Quanto mais eu falava de amor, ela se afastava, talvez por deduzir que eu mentia. Sim, podia ser ilusão. Às vezes os sentidos enganam a gente. Ou mentem, se isso for possível. Era amor verdadeiro, sem a obrigação de ser pra vida inteira.
  Decidi não falar mais o que entendia por verdade. Passei a mentir. Não te amo virou meu mantra. E fui além: toda forma de amor é uma mentira. Então ela se aproximava me olhando de viés, com um leve sorriso, intraduzível. Falávamos de verdades e mentiras em suas variáveis. O que me irritava era quando ela dizia "sei". Coisa ambígua. Ela era ambivalente. Eu não? Embora não chegássemos a um consenso, havia respeito. Nesse sentido éramos verdadeiros. Pelo menos até o dia em que lhe dissera, na lata: seus argumentos são sofistas. Ela contrapôs: sei, senhor dono da verdade. Isso me tirou do sério. Virei uma "arara". Eu, dono da verdade? Depois, refletindo melhor, ela dissera uma meia verdade, portanto, uma meia mentira, pois eu agia, ora como mentiroso, ora como verdadeiro. Mas no íntimo ela sabia que os seus argumentos não tinham sustentação empírica, muito menos científica.
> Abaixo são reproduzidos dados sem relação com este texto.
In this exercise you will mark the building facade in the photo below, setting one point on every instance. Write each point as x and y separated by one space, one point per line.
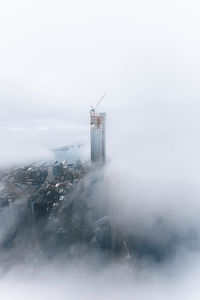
98 143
Ora, se se mente por desinformação ou por beber em fontes mentirosas, que nome se dá a tal comportamento? Cumplicidade . E a mentira proferida, compartilhada, na era da informática, destrói reputações. Como reparar tal dano? No nosso caso, reparávamos os danos, na cama, com desejo recíproco e verdadeiro. Talvez seja esse o ponto: a verdade está no olhar de quem se ama; na entrega. "Na cama, na varanda ou numa casinha de sapé". Não, a letra não é assim, mas fica como minha versão. Ela achou muita graça, disse que eu alterei a letra de propósito. Verdade. De repente uma mentira social, leve, quebra o gelo. Depois do amor, ela ia pra cozinha preparar bolinhos de chuva enquanto eu limpava o quintal e cuidava do jardim.